But in the medium term, Wolfsburg are battling with a squad low on confidence and bereft of star quality.
The rot started in Robert Lewandowski’s single-handed demolition at the Allianz Arena. For all Bayern’s superior quality, the way Wolfsburg surrendered did not reflect qualities of a side supposedly among Germany’s elite.
Such a sizeable victory against other clubs could even be classed as routine, but VFL are among the elite supposed to stand up to Bayern and test them; they did, after all, win 4-1 against the same side to kick off last year’s Rückrunde.
The result appeared to deflate Hecking’s side and followed with an uninspiring draw at home to Frontzeck’s Hannover before a 2-0 defeat at resurgent Borussia Mönchengladbach, a game in which the manager was sent to the stands and mocked by the home crowd.
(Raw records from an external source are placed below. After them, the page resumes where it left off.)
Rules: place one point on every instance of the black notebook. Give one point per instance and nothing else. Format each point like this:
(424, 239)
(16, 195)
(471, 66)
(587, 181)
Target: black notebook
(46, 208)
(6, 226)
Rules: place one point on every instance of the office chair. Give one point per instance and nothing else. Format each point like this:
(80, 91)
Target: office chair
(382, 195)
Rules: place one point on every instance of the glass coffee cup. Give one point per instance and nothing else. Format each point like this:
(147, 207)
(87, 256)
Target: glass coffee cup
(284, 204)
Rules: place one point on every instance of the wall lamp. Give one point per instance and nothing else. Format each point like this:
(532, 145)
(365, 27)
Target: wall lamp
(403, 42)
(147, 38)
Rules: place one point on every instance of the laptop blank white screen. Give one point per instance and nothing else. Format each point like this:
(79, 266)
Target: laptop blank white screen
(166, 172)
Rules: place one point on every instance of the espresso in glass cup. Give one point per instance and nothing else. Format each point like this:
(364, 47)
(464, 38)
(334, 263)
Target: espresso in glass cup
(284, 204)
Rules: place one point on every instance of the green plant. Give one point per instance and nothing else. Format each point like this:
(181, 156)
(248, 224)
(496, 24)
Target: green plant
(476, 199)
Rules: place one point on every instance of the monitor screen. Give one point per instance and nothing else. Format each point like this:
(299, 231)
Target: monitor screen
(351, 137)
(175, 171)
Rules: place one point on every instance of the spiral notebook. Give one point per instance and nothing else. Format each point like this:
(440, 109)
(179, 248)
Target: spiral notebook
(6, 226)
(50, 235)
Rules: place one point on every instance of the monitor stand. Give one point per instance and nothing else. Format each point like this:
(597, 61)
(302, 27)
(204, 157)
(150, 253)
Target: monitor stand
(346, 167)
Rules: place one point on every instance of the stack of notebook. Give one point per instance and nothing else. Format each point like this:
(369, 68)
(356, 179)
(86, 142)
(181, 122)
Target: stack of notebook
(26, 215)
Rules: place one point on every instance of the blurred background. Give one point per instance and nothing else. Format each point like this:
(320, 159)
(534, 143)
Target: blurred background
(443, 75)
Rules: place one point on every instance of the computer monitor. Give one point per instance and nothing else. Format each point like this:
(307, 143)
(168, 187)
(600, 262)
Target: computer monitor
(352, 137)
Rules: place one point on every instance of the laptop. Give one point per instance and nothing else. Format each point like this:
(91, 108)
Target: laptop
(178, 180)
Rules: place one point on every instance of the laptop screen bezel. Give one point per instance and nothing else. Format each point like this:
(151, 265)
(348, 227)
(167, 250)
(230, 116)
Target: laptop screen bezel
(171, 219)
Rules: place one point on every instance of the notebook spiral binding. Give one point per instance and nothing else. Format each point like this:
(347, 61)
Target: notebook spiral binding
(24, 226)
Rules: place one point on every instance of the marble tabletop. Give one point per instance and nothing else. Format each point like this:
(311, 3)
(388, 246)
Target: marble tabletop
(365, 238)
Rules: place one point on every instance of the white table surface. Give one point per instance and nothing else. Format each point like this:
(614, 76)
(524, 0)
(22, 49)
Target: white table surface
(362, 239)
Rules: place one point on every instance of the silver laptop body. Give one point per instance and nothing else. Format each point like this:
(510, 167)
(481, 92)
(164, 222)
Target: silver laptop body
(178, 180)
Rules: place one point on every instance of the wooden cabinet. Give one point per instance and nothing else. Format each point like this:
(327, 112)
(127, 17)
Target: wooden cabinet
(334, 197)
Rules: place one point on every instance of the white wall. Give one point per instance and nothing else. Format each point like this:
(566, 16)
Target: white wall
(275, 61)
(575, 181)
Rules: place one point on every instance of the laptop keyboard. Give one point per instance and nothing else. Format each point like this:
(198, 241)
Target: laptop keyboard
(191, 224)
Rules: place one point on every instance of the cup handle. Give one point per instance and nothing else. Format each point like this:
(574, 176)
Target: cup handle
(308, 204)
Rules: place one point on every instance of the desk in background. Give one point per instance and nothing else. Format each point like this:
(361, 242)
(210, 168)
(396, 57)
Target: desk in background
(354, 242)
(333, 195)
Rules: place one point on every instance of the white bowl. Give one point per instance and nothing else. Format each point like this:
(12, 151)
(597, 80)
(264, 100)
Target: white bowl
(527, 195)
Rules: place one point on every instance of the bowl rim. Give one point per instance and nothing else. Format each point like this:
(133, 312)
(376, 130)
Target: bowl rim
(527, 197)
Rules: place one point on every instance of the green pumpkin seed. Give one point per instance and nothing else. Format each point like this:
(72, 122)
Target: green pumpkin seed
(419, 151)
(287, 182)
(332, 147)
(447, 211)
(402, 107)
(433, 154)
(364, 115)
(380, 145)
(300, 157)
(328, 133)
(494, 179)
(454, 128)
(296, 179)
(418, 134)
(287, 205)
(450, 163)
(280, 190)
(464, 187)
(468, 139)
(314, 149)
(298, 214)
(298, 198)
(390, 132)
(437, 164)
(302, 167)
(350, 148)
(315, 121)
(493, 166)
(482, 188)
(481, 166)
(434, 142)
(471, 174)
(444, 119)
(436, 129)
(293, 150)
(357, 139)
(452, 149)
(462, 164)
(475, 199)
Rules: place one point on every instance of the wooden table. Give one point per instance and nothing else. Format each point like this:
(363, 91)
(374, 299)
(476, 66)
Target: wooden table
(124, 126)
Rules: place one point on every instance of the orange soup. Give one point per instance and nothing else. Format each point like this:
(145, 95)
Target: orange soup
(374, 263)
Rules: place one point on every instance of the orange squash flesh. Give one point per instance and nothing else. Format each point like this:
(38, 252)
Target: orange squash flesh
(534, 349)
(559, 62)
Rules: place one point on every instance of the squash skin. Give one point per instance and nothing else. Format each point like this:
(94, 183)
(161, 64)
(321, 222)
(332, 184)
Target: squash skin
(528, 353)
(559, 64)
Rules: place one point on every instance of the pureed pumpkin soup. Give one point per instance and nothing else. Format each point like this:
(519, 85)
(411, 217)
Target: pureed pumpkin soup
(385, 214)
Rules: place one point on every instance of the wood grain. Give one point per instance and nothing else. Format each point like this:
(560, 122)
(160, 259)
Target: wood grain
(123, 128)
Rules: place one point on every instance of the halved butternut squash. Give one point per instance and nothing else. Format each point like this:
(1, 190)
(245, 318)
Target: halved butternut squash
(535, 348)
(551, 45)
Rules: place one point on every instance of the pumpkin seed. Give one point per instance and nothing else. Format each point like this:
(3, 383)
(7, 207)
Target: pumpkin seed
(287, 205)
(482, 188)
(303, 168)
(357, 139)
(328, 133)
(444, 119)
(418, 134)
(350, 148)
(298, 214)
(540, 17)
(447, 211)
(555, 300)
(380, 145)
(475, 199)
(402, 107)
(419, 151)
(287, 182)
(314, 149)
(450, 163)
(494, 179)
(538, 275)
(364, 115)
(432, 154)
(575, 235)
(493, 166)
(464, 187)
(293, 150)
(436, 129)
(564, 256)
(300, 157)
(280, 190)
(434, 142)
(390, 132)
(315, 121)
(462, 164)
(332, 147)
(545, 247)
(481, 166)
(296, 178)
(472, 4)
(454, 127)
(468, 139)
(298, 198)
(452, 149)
Old and new stars still striving for consistency
While their new signings have not fully integrated into the side, existing members of last year’s squad are also partly to blame for the struggles.
Big money signing Julian Draxler has struggled to stamp his authority on the void left by Kevin de Bruyne and was benched for the Gladbach fixture.
Draxler’s inconsistency for Schalke was a concern before he left and while his departure unblocked the stem of talent flowing to their first team, his inconsistencies have transferred to the Volkswagen Arena.
Dante’s odd acquisition into what was a settled defence has yet to prove dividends while Max Kruse is goalless in a Wolfsburg shirt and has struggled to nail down a permanent position, often shadowing the enigmatic Bas Dost as a number ten.
However, Dost’s public falling out with Hecking is another issue yet to be resolved.
The striker was lambasted for his attitude, even after emerging from the bench to score two winning goals against Hertha Berlin.
According to ESPN, Hecking said of his striker: “The way he has been sauntering around here these past few days is egotism and we don't need anything like that here.”
Last year’s top scorer has since been consigned to the substitute’s bench and restricted to a cameo role, despite his return of five goals in eight appearances.
The problems mount for the Wolves, on and off the field, but they need to drag last year’s consistency if they are to make advances on a relatively lowly eighth position.